Categories: For Potential Participants, [Alzheimer's Disease, Alzheimer's clinical trials, Alzheimer's diagnosis, Alzheimer's disease clinical trials, Daytime sleepiness, Lack of sleep, Poor sleep, Sleep apnea, Sleep disorders]

Recent research suggests a possible link between poor sleep and the early signs of Alzheimer’s disease.
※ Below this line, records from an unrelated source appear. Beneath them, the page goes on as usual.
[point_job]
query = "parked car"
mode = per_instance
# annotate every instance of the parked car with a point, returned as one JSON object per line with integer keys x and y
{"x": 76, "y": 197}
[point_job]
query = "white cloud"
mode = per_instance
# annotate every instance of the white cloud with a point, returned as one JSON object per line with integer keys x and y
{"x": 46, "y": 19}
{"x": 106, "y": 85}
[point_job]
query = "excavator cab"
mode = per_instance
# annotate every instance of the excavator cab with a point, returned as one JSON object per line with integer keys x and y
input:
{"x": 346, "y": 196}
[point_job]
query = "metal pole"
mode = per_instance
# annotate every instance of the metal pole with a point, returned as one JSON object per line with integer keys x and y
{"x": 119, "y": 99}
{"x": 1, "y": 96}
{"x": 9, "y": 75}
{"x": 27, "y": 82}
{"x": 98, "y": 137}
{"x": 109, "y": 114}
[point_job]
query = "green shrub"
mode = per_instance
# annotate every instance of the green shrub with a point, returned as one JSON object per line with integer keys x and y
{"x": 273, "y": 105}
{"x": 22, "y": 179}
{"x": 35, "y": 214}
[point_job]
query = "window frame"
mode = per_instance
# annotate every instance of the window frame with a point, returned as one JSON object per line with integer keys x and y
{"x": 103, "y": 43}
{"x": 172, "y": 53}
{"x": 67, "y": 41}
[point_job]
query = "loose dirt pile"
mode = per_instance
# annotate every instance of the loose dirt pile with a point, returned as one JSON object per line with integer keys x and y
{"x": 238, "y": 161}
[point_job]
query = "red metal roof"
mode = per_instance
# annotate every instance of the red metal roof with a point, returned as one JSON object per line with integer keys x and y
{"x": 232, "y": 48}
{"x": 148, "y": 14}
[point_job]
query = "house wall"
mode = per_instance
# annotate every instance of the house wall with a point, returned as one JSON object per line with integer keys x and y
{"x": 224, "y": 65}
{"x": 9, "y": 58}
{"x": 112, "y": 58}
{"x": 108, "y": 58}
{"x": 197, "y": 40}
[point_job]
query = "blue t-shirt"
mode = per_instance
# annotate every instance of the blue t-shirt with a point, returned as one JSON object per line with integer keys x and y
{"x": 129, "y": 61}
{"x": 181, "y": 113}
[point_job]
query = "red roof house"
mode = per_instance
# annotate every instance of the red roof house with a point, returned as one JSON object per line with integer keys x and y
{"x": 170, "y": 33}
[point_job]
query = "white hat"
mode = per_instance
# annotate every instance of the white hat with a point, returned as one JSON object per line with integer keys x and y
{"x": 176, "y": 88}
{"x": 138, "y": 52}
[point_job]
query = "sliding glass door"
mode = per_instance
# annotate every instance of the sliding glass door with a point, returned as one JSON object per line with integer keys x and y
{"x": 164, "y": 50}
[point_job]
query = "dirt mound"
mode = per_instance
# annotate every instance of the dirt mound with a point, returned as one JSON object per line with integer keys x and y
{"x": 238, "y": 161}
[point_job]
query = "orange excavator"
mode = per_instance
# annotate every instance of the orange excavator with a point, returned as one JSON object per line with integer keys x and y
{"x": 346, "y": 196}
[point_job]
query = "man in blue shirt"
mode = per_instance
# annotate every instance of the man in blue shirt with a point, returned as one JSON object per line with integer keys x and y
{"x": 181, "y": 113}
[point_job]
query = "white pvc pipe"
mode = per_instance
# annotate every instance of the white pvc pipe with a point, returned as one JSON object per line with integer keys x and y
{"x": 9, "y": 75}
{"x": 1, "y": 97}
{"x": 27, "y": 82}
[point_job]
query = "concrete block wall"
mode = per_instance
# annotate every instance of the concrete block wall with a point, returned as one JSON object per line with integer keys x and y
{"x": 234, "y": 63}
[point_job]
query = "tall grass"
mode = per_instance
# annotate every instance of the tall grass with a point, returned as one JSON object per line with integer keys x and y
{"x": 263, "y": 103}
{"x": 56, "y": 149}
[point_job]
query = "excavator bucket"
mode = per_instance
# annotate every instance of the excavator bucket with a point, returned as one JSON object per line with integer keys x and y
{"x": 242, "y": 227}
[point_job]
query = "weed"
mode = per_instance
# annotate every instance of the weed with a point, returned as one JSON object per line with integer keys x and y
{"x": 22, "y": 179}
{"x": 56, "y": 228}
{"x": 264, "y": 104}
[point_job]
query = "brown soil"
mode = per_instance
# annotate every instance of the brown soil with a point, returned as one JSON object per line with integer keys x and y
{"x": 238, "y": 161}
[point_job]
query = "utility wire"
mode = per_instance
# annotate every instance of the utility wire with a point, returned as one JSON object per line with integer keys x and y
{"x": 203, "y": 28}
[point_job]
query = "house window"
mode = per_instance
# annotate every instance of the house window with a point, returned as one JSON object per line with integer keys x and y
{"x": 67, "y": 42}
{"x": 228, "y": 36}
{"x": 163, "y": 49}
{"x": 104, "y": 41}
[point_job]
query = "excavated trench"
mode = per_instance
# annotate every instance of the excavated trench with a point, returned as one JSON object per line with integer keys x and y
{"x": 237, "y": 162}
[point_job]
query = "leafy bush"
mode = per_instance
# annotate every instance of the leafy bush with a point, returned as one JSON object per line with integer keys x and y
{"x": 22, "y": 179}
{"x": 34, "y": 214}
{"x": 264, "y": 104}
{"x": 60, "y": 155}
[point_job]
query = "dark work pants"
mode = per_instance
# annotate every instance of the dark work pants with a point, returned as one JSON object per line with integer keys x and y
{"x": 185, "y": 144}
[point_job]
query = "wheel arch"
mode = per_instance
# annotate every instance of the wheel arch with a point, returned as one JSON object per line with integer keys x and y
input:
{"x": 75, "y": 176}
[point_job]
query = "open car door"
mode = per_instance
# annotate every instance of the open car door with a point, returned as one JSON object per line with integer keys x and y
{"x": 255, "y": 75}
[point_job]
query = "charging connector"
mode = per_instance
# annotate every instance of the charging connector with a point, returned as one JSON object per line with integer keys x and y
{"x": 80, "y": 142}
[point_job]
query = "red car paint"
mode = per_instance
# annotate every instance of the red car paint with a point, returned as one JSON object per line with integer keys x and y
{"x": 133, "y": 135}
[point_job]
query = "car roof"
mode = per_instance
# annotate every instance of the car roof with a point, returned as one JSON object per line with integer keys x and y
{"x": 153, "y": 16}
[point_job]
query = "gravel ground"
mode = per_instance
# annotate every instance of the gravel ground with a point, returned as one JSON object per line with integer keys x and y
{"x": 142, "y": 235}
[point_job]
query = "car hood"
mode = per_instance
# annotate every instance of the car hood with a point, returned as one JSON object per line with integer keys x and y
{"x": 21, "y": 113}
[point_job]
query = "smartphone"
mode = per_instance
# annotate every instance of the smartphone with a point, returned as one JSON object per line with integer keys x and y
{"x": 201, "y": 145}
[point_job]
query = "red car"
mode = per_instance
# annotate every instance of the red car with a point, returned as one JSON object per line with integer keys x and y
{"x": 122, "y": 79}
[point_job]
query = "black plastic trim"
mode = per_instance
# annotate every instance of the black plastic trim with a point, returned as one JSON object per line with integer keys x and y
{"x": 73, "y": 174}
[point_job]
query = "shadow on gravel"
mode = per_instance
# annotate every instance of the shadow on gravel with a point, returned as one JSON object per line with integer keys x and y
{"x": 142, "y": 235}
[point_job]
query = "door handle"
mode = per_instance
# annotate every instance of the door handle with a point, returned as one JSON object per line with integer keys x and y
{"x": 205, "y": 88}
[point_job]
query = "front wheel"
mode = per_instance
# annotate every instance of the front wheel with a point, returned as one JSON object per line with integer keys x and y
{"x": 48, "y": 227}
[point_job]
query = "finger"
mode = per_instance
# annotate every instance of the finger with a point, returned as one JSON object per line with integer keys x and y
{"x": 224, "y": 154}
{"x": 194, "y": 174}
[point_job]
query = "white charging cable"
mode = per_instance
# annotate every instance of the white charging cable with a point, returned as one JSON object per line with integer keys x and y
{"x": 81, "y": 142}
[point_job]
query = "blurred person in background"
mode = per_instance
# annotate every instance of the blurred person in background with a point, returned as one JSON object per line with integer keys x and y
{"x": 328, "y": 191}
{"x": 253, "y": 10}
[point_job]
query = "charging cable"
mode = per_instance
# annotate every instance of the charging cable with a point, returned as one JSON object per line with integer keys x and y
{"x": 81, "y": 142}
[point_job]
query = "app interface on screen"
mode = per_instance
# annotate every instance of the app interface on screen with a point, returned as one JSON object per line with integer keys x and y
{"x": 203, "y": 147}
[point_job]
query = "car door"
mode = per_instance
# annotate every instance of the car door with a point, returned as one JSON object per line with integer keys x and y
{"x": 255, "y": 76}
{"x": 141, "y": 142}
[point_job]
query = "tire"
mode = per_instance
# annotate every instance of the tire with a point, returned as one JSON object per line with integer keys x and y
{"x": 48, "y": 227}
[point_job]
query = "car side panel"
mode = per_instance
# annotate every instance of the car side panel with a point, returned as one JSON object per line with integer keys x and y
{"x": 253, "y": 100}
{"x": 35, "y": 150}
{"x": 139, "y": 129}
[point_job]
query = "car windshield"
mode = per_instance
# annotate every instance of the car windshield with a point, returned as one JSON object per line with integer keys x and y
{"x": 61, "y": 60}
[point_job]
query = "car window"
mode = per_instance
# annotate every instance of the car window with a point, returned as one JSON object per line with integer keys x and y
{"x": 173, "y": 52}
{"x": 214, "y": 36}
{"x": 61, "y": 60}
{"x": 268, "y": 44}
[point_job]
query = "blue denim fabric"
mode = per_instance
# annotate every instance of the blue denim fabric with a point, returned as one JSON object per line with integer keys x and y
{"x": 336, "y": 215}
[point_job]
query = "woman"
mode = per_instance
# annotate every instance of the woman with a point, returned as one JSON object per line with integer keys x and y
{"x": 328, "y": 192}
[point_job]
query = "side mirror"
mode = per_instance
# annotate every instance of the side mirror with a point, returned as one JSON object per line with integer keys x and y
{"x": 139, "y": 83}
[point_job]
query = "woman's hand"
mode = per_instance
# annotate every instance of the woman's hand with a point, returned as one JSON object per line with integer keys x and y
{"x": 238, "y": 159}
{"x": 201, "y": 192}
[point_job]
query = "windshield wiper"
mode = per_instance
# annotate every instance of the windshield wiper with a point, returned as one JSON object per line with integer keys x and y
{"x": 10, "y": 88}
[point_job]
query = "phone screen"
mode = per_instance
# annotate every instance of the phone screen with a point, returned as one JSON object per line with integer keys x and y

Excessive daytime sleepiness

People who experience excessive daytime sleepiness, a sign of a sleep disorder, feel drowsy and tired during the day. Around 283 volunteers, 70 years of age or older, took part in a clinical trial looking at a possible link between daytime sleepiness and the early signs of Alzheimer’s disease. The results of the trial were published in JAMA Neurology. Volunteers answered questions about their sleeping habits, and had brain scans to look at levels of amyloid protein. (The accumulation of this protein in the brain is thought to damage nerve cells, and is associated with the development of Alzheimer’s disease.) Trial participants who reported excessive daytime sleepiness were more likely to have an accumulation of amyloid protein in the brain.

Sleep apnea

Sleep apnea is a common cause of sleep disruption that more often starts from middle age onward, before Alzheimer’s disease symptoms are usually seen. Apnea occurs when the upper airway gets blocked and breathing is stopped temporarily. A person with sleep apnea may awaken between 50 and 60 times a night. Earlier research found that, during sleep, your brain works to get rid of the amyloid plaques. Therefore, researchers considered whether sleep disruptions might cause levels of amyloid plaques to increase. In another recent clinical trial, people who were repeatedly awakened at night showed an immediate increase in brain amyloid levels.

What's next

More clinical trials are needed to understand the relationship between sleep and amyloid levels, Alzheimer’s disease risk, and disease progression. Research is ongoing. .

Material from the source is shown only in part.